To Bolton, the United States and the West more generally are the real anti-traditional revolutionaries, while "Communist" Russia really represents a form of organic nationalism incorporating many traditional, conservative structures. Stalin's Soviet Union, but to a large extent also the post-Stalinist Soviet Union under Khrushchev and Brezhnev, was a bastion of resistance against American-Zionist-capitalist globalism. The author supports the "neutralist" stance of the Socialist Reich Party, the original neo-Nazi party in West Germany, which has often been accused of taking money from the Soviets. He also favorably mentions the National Bolsheviks in Germany in the aftermath of World War I.
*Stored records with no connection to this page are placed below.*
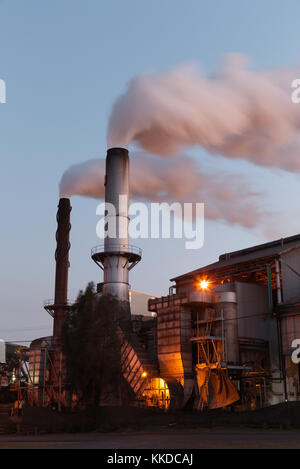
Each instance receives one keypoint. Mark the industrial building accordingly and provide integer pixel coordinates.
(233, 322)
(222, 337)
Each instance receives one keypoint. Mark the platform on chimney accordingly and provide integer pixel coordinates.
(132, 253)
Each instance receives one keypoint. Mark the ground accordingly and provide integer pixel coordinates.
(208, 439)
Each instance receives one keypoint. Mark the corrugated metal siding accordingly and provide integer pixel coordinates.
(290, 280)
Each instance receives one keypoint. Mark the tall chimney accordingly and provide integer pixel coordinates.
(116, 257)
(60, 305)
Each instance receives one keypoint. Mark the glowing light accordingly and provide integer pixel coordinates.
(203, 284)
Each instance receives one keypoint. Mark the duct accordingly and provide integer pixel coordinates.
(62, 264)
(227, 304)
(215, 389)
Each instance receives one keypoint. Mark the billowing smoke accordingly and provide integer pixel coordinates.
(156, 179)
(237, 113)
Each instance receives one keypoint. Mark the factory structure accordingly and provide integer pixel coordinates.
(221, 338)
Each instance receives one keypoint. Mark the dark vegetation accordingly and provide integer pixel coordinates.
(92, 347)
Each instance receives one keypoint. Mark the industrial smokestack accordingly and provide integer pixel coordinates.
(116, 257)
(60, 305)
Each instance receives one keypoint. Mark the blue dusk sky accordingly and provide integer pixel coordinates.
(64, 63)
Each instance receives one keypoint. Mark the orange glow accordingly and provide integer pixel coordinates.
(204, 284)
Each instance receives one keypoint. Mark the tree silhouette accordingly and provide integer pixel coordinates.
(91, 343)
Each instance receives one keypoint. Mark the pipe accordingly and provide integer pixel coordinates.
(62, 264)
(116, 278)
(278, 283)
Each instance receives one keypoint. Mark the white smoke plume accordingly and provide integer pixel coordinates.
(156, 179)
(237, 113)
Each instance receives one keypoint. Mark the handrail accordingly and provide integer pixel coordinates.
(52, 302)
(116, 248)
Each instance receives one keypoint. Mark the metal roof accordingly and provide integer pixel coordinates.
(263, 253)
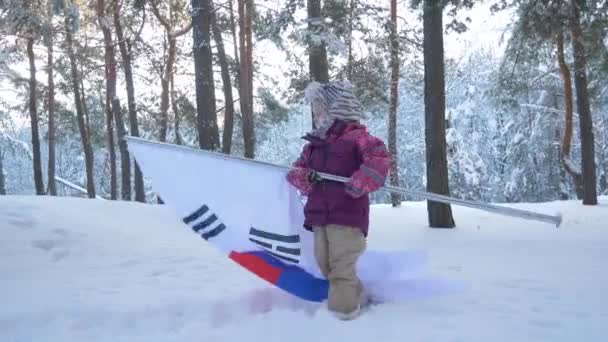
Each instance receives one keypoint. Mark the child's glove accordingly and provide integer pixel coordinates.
(314, 177)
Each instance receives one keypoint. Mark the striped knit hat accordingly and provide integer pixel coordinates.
(337, 98)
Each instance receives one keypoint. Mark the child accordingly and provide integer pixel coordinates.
(338, 213)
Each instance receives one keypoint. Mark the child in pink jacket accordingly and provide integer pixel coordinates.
(338, 213)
Bolton's defense of Stalin's regime is pretty far-reaching. He argues that the defendants in the Moscow show trials really were guilty as charged, and that Trotsky probably was on the payroll of British and American intelligence services (or worse). Bolton claims that Trotsky had been a British intelligence asset already during World War I, that he met British "Ace of Spies" Sidney Reilly during the 1920's, and that sensitive material may have been removed from the Trotsky archives. At the same time, the author also seems to accept the old conspiracy theory that Lenin and the other Bolsheviks were really German agents! In general, however, Bolton has a low opinion of Lenin, due to the latter's internationalism, cooperation with foreign "plutocrats" during the NEP, and opposition to Stalin. The fact that Max Schachtman's faction of the Trotskyist movement developed in a pro-American Cold Warrior direction, and that some erstwhile Trotskyists ended up as Neo-Conservatives, is taken as "proof" of the anti-Soviet/pro-globalist character of Trotskyism. The author also argues that Stalin and Zhdanov may have been assassinated, probably by Beria. (It's true that Beria wanted to "reform" the Soviet bloc through a perestroika, but presumably without the glasnost!)
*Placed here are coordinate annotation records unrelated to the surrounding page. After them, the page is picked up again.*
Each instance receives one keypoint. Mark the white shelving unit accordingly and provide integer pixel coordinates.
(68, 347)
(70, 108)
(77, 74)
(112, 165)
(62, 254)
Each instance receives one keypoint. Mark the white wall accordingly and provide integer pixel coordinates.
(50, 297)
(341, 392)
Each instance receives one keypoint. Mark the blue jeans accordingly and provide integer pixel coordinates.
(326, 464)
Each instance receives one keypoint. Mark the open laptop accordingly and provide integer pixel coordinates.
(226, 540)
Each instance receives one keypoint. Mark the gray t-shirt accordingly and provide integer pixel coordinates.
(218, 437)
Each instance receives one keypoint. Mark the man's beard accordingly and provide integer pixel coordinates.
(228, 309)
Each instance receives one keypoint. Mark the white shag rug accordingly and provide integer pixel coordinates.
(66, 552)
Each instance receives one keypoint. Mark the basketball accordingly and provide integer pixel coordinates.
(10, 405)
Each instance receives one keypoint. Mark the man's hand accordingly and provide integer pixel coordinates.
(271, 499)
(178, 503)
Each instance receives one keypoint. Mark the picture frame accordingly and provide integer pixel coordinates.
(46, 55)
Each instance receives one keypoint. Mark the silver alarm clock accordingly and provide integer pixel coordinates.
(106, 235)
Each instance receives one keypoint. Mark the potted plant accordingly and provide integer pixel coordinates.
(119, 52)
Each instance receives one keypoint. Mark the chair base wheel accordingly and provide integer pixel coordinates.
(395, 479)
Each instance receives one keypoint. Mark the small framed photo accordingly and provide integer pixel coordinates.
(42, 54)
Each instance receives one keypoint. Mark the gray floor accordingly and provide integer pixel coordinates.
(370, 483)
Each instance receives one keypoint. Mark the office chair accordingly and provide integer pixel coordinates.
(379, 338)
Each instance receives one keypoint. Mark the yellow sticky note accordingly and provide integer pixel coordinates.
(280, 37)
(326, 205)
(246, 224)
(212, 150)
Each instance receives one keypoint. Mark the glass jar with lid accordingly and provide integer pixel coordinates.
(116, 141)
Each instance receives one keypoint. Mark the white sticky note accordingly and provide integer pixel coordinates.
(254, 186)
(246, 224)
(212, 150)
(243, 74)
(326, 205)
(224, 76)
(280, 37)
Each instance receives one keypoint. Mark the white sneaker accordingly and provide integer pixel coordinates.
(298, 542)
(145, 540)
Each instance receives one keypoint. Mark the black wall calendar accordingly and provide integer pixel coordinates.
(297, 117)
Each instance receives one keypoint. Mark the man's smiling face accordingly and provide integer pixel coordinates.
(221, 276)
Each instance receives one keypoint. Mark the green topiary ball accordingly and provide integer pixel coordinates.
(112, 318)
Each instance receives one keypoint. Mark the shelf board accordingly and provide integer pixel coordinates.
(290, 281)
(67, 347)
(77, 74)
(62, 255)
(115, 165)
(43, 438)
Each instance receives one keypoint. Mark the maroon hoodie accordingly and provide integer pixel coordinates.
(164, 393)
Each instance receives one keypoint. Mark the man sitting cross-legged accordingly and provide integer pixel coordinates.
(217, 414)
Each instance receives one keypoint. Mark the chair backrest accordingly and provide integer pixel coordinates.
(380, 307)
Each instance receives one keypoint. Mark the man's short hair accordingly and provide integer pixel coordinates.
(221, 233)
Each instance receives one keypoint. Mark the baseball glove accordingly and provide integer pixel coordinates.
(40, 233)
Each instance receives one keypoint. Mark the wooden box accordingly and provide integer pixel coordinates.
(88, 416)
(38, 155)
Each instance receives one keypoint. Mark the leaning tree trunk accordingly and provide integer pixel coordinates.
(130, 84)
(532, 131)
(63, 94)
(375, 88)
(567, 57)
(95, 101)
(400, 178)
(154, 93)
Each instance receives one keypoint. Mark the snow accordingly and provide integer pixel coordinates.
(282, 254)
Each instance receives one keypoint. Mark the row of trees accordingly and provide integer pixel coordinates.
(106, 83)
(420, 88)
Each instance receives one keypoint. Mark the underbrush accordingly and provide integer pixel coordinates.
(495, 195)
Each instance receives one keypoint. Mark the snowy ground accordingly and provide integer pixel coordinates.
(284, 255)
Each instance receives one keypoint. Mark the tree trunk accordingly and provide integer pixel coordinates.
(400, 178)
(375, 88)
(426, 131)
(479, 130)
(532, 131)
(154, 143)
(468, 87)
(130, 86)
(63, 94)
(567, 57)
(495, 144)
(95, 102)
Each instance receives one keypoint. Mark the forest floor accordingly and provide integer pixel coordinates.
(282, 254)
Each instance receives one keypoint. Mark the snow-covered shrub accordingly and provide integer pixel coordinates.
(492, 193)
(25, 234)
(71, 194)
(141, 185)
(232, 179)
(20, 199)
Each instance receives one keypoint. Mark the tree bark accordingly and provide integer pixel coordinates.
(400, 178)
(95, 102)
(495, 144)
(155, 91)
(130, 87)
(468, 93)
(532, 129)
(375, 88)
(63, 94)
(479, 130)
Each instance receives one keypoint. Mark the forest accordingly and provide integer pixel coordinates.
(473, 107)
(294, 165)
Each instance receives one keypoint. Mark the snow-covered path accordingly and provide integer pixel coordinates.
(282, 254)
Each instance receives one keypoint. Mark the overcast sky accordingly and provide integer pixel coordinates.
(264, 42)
While a few of the author's statements are intriguing (such as Trotsky's supposed covert collaboration with the Allies during World War I), most are conspiracist bunk or just plain wrong. The "official" Trotskyists condemned Schachtman, Stalin's regime didn't stop foreign capital from entering the Soviet Union, etc. However, the main point of the book is the previously mentioned idea that Stalin transformed a Marxist state into something very different, a kind of conservative-nationalist (and anti-Jewish) Russian state. There is a great deal of truth in *this* proposition. To all intents and purposes, Kerry Bolton sees Stalin as a fellow fascist. He therefore joins the long list of Russian "White" émigrés who came to see Stalin as their man, and gloated over his destruction of the Old Bolsheviks and Trotsky.

This is the enduring legacy of the Butenko faction.